Today I unpacked a stained-glass light fixture my parents bought in the early 1960s to hang over their dining table in the home they built for their retirement on Camano Island. I can imagine my parents shopping together for that light.

I’d guess my mother noticed the small-scale fixture, hanging among larger ones on display, catching her eye with its stained-glass glow of gold, blue and green light shining through six rectangular panes. I can imagine my mother saying immediately, “Honey, I like that one! Do you like it?”

Well, of course he did! They bought it.

I have no idea what became of the heavy mahogany dining room set I remember from childhood onward, nor do I remember any of the light fixtures above it, as we moved from house to house.

In the 1960s, though, preparing to move into their retirement home, my parents chose a trendy 48-inch walnut-grain round Formica table for their small dining area.

They placed the table, with its gold-upholstered chairs, in front of the used-brick fireplace at the end of the kitchen and hung the stained-glass light.

Often, after they switched the light on at dinnertime, they left it on throughout the evening. In the darkness of morning island rain, it added its glow to every breakfast.

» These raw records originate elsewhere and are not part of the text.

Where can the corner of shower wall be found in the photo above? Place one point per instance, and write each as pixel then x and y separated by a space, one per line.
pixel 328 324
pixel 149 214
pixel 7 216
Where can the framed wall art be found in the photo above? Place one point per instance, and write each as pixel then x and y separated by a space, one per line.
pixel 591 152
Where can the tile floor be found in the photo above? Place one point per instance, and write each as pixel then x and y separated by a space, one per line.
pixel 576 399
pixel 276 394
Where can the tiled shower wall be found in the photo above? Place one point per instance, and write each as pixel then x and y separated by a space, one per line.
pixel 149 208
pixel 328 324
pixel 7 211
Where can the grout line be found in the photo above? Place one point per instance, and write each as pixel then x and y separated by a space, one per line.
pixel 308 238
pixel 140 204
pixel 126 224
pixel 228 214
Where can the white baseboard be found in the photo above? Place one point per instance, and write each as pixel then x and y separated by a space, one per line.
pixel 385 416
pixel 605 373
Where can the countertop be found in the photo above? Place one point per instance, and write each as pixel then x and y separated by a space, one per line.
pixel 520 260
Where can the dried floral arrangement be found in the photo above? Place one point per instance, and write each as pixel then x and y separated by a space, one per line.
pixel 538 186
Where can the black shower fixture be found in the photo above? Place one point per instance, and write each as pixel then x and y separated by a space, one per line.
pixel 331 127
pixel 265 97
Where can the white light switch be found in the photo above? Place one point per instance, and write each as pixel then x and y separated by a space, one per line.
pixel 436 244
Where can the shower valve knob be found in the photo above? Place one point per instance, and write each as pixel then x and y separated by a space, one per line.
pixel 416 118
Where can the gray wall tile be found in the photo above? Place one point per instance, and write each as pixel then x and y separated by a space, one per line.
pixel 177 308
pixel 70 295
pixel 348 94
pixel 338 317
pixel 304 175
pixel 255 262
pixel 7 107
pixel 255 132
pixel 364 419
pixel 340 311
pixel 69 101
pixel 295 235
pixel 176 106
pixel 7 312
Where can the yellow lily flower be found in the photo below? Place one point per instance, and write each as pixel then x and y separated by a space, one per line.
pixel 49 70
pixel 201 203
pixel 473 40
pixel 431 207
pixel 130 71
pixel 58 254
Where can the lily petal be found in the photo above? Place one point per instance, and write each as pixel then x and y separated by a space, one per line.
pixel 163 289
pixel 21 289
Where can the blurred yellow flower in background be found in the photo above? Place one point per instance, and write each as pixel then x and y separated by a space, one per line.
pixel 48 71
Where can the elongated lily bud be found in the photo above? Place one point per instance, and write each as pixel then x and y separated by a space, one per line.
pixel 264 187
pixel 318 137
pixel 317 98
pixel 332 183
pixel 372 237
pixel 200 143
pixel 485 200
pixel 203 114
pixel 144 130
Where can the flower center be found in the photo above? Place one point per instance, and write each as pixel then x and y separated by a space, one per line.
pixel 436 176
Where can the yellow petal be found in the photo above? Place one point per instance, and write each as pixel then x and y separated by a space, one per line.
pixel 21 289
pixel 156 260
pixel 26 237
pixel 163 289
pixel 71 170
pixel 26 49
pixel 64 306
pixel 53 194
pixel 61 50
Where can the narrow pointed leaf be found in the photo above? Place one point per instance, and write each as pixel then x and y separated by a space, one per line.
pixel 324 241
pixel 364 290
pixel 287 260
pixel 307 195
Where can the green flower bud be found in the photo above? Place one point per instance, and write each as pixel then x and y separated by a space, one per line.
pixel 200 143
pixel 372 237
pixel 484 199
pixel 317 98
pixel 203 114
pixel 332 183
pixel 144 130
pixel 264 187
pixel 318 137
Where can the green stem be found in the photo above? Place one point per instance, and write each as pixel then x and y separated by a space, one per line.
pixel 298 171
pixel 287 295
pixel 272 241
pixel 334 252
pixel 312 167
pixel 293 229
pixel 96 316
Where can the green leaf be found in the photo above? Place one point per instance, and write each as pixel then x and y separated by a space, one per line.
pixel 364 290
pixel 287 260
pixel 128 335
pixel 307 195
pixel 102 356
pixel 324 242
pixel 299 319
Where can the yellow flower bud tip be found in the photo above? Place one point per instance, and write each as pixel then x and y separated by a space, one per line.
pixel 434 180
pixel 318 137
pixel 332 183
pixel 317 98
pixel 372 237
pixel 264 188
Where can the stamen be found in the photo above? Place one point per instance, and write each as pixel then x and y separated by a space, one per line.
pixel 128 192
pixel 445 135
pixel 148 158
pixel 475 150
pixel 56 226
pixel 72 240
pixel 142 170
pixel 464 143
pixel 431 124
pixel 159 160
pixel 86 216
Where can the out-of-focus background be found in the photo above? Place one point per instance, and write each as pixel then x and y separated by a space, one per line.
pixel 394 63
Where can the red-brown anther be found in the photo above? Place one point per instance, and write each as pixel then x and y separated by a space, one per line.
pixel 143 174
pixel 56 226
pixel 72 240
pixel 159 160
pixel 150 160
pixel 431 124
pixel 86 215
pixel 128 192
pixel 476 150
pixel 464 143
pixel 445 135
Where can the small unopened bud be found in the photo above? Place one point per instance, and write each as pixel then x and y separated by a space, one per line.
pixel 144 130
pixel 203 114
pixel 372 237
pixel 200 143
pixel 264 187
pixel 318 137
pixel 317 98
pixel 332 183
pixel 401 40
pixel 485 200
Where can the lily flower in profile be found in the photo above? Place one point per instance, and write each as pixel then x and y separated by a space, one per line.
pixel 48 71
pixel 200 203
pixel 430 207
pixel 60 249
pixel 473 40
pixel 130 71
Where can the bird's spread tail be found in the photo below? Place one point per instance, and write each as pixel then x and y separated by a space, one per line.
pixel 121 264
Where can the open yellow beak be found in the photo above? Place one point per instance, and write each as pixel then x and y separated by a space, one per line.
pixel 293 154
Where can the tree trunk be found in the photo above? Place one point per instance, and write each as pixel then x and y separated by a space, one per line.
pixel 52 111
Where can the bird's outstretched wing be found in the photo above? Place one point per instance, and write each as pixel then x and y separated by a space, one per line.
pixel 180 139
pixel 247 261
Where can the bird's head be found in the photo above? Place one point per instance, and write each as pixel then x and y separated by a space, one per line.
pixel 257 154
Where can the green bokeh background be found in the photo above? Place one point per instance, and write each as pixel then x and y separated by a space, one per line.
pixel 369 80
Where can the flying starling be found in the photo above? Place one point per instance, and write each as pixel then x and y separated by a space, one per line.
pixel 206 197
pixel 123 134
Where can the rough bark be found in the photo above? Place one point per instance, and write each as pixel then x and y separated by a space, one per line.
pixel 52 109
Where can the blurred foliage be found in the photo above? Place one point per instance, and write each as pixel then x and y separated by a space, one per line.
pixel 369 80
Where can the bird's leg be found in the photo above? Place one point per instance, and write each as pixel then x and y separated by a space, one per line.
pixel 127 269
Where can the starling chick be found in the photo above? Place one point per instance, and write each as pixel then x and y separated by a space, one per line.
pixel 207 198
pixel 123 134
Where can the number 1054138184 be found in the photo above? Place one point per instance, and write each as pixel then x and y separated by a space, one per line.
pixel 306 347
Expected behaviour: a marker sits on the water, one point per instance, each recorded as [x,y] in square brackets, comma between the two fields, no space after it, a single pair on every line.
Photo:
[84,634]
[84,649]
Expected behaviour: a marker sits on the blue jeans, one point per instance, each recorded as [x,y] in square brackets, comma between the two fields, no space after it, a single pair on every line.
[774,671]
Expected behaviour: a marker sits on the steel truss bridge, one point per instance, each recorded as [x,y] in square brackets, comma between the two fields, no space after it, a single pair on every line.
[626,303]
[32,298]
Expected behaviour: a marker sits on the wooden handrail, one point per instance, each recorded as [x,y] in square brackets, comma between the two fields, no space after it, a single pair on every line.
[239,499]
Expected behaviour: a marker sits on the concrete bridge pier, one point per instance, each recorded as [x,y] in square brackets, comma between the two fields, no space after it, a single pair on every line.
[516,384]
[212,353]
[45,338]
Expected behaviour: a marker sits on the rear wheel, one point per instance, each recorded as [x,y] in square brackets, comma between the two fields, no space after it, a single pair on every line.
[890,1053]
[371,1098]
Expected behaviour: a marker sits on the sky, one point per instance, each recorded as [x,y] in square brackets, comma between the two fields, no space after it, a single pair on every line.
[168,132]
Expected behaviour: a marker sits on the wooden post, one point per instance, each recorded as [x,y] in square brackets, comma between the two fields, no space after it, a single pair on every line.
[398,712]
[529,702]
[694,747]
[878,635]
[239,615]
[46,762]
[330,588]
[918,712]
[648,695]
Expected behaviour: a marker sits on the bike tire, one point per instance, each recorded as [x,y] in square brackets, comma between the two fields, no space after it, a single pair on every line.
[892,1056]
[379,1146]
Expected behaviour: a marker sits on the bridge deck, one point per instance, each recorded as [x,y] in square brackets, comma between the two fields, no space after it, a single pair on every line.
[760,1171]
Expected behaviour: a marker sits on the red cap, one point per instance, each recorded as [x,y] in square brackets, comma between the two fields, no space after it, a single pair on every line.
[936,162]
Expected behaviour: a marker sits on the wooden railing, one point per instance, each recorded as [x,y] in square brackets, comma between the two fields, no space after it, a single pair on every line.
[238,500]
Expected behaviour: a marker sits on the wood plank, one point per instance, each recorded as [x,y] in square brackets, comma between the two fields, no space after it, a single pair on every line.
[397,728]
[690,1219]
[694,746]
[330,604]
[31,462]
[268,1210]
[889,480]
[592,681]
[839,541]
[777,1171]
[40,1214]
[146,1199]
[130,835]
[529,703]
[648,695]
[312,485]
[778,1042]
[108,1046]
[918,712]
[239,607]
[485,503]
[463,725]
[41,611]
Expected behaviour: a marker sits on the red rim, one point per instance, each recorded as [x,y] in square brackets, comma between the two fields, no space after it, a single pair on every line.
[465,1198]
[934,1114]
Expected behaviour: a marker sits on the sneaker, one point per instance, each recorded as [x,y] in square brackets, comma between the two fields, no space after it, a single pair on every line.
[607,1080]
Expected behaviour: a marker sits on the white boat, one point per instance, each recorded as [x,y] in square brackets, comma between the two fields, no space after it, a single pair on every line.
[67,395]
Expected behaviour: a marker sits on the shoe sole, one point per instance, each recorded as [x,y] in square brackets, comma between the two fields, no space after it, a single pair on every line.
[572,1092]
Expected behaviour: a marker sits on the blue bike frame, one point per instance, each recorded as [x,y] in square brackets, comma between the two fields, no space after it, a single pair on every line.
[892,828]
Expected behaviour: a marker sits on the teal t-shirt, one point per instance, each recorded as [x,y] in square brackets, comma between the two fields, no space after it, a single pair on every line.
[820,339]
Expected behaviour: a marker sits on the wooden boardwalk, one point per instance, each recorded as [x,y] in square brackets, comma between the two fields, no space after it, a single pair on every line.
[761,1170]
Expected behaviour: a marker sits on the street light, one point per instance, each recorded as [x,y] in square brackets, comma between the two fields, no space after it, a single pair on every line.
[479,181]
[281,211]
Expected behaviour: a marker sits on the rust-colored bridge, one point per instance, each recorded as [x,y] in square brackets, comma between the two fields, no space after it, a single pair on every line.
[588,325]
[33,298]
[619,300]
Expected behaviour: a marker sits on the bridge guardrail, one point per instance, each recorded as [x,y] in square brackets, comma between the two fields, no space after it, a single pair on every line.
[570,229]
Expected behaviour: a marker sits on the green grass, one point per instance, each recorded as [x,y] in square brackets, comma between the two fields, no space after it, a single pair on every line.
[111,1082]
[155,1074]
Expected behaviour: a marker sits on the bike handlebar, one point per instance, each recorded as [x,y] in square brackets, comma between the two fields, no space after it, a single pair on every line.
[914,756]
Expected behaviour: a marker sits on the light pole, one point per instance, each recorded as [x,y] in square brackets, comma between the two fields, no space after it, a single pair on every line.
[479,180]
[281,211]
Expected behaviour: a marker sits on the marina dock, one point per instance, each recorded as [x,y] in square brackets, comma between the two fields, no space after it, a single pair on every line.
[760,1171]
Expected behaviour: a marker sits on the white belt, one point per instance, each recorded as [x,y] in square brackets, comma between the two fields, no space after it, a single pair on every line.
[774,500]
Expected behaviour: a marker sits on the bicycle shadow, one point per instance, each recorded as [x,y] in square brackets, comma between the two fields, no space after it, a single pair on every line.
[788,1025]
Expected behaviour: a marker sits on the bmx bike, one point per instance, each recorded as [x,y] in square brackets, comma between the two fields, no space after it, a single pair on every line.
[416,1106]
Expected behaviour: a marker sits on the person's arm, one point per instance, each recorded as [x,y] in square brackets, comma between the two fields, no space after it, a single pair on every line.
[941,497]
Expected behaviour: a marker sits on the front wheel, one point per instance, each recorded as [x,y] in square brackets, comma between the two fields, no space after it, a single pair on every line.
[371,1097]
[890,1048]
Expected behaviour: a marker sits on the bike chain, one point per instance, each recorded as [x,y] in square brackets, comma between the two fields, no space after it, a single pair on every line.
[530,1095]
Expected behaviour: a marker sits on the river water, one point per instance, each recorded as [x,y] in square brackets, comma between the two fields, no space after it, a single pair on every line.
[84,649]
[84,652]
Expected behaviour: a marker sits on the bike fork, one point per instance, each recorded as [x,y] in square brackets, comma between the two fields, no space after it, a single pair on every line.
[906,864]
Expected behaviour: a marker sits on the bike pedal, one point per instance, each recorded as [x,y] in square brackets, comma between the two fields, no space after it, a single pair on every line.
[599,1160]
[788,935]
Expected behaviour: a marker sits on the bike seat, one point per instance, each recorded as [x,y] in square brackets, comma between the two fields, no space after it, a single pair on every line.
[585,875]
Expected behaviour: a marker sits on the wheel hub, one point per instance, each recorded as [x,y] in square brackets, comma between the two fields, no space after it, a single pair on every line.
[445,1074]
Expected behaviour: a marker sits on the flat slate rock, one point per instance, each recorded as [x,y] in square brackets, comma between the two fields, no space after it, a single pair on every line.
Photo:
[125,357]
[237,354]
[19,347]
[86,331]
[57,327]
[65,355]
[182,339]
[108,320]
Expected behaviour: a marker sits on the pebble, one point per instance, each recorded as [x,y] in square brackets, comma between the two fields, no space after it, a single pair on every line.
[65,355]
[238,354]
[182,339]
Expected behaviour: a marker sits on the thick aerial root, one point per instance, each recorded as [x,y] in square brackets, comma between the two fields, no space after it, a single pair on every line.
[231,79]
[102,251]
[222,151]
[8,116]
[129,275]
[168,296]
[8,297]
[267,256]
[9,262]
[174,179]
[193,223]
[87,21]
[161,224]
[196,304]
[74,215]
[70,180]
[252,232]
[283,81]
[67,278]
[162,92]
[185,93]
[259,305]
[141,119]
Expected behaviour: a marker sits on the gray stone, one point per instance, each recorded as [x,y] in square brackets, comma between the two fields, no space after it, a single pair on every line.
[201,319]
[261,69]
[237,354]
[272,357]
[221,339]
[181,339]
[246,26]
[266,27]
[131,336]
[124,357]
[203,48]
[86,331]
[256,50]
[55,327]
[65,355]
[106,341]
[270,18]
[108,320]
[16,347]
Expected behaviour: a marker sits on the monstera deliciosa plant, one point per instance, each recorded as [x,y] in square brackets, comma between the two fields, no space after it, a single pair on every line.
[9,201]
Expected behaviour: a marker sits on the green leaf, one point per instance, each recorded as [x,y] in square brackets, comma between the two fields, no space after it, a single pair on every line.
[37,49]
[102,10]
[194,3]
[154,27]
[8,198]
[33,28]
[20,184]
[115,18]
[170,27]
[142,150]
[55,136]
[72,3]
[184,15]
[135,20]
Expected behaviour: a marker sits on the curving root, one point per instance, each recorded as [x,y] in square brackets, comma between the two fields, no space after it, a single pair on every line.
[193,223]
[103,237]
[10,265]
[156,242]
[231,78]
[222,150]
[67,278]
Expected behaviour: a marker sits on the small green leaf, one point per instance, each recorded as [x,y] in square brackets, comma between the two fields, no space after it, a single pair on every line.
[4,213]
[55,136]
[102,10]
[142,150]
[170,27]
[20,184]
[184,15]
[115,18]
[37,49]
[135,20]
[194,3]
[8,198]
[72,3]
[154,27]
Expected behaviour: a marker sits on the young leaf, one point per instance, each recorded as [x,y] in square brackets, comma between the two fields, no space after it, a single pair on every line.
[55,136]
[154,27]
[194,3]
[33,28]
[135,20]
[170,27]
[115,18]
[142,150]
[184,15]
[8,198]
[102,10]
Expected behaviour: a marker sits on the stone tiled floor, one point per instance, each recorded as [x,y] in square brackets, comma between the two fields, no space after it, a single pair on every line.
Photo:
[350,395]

Unfortunately, my parents needed to leave their little dream home after only two or three years. Even with a bridge to the mainland, my father soon needed to live closer to his doctors.

So, regretfully, they moved back to Edmonds, where my brother Warren welcomed them into the lower level of his chalet-style home.

He and my dad created a one-bedroom apartment, which my mom turned into a cozy home for two. There was space for the 48-inch round Formica table. Above it, they again hung the stained-glass light.

In recent years, a box containing the light fixture occupied a top shelf in a closet in my brother’s condo. Last week, on a day I was thinking about my mother a lot, I decided one of us needed to find a space to hang the light in our home.

Warren agreed – and agreed that I would be the likely one to use it. I don’t know yet where I’ll hang it (a swag style, not hard-wired), but I had a happy feeling just removing it from the box.

Also, it was fun to smooth out the crumpled newspapers in which the fixture was packed and skim the 1995 news.

I learned that Carol Channing was starring in “Hello, Dolly” at the Paramount Theatre, The Bon Marche was featuring Five Star Cooking Classes and the Blue Parrot Café (51 West Dayton St.) was known as an address for fine dining.

I’m glad I brought the light home.

I took it out of its dusty box to admire for the first time in many years and considered that after I hang it, it will daily remind me of my parents’ final years together.

I’ll be putting to good use something they chose together and enjoyed.

I think every time I turn it on and see its warm stained-glass glow, I’ll feel a warm glow, too.